- 644 Okunma
- 0 Yorum
- 0 Beğeni
Totem İlah Mamon 2
Totemi mana ve totemi yalıtmanın içinde ufak bir ortak sosyal birlik eğilimleri olmadı mı, totemi alan da olamazdı. Totemi oluş, genel zaman akışlı çevrenin içine çevre devinmesine uygun bir özneli monte oluştur.
Çevredeki genel zamanın özel ve özgün bir parça olan dilim alanın içine, grup eğilimli tutumlar yalıtama olmaktadır. Yani genel frekanslı salınımlı belli bir frekans üzerine özel özgün ve amaçlı bir salınım bindiriş edilmektedir.
Genel zamanın sanal olmakla yalıtılan belli frekansı üzerine modüle edilen gruba özgü amaçlı bir özneli oluş; totemi oluşla zamanı akıtmaktı. Totem, yalın ve ayrı ayrı yalıtıma oluşlarıyla gelecekteki sosyo toplumunun ön nüvesidir. Sosyal (duygu deş) bir var oluş sistemidir.

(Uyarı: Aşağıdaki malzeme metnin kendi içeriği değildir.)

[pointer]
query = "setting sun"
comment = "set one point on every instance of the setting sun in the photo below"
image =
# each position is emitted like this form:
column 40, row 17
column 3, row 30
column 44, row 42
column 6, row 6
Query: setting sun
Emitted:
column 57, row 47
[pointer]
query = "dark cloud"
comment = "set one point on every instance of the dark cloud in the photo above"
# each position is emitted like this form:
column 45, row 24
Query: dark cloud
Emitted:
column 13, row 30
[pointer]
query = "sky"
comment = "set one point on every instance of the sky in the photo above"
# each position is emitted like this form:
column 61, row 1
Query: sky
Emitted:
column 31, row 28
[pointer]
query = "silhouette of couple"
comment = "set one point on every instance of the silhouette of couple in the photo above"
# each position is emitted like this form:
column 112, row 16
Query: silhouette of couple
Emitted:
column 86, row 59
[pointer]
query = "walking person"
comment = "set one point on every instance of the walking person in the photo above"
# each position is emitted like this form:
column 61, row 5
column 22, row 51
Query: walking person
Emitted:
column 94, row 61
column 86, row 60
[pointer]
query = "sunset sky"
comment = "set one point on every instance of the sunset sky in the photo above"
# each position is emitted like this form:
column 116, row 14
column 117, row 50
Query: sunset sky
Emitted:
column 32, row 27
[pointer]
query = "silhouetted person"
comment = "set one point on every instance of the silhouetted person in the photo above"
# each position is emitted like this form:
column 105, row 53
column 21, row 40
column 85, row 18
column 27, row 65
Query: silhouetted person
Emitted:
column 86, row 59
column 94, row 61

Kısaca totem, grup iradesi basıncıydı. Totem, grup iradesi olmakla; kişi üzerine bir etkiydi. Totem kişi eğilimlerinin grup üzerinde düzenlenişiyle; kişinin kendi üzerine dıştan kendi etkisidir.
Grup iradesi ya da totem iradesi bu ilk aşamasıyla yapıcı, dinamik kolektif bir iradedir. Ortaklığa hitap eden bu güç ve bu irade; yöneten, saygılınınsan ve hatta yokluğu düşünüldüğünde korkulan iradedir. Etkileri ile bu irade, olağan üstü ve büyüleyicidir.
Süreç uzun aradan sonra köleci sisteme geçecekti. Totemi iradenin daha gelişkin şekli olan ilahi irade ile totemi irade etkileri özel mülk sahiplerinin eline geçecekti. Grup gücünden ve ittifakı güçten oluşan bu güç; özel mülk sahibinin El, gücü olacaktı.
Özel mülkiyetçi iradenin eline geçen bu güç, özel mülkçü hırslarla kontrol edilemez bir güç olacaktı. Artık yeni güç bir muktedirlikti. Bir tiranlıktı. Bir monarklıktı. Bir mutlaklık ve mutlak bir diktatörlük olacaktı.
Tarihi süreç bundan sonra; cebri mutlaktı yaptıran, mutlak düzenleten güç olacaktı. Mutlak oluş hakkı özel mülke sahip olmanın kullanımıydı. Süreç özel mülk sahibi ile özel mülkten yoksun olan taraflar arasında sınıf mücadelesi olmakla geçecekti.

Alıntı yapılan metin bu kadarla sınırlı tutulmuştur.